The complaint alleges that the franchise structure is a way for NMC to avoid paying payroll taxes, unemployment insurance and workers’ compensation insurance.

NMC janitors pay franchise fees ranging from $2,000 to $20,000, depending on the volume of business they contract to do. Then they get five days of training and wait for the company to assign them cleaning contracts. Some franchisees wait many months after paying their fees before receiving their first contract.

Franchisees are told they will own their own businesses, but they don’t do their own billing or contracting. In fact, said Mechanic, they’re forbidden to communicate with their customers. And their work is supervised by NMC managers.

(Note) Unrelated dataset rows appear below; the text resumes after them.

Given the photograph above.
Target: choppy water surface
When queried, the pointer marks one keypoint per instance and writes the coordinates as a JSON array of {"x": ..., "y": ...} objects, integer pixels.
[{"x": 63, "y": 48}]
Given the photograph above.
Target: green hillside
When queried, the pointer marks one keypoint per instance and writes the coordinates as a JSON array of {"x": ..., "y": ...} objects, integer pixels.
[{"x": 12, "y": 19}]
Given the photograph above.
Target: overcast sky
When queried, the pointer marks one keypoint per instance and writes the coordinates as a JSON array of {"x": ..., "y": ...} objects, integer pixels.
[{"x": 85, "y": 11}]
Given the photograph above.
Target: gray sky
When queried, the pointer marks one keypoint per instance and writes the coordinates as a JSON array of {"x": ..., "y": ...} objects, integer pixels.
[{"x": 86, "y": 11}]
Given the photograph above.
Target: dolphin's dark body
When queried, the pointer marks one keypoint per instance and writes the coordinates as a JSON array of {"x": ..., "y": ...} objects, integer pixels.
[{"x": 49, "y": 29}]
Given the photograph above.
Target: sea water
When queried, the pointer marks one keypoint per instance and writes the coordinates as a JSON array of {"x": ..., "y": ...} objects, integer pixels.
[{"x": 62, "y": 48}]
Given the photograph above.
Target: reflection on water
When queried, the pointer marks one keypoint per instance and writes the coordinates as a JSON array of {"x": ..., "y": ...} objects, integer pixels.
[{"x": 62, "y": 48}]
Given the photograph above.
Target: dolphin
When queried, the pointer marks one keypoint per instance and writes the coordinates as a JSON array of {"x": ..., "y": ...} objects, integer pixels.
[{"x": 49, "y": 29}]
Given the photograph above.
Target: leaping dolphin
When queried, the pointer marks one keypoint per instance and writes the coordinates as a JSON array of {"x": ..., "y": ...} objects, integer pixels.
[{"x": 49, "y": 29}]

These facts, Mechanic said, suggest the janitors are in reality employees of NMC.

Just not very well-paid employees — some don’t even make minimum wage under the arrangement, the complaint alleges.

NMC owner Lyle Graddon disputed that claim, saying the typical franchisee earns $12 to $14 an hour.

In September, NMC paid $300,000 to settle a class-action lawsuit by a group of Washington franchisees who charged that the company deceived them about how much money they would make and the nature of their relationship. Seattle attorney Samuel Chung, one of about a dozen lawyers representing plaintiffs in the case, called the relationship “indentured servitude” — once a franchisee agrees to the setup, they owe the franchise fees, and must work to pay them off.

Gardner promised that BOLI would thoroughly investigate the charges to determine whether NMC is in violation of Oregon wage and hour or other laws.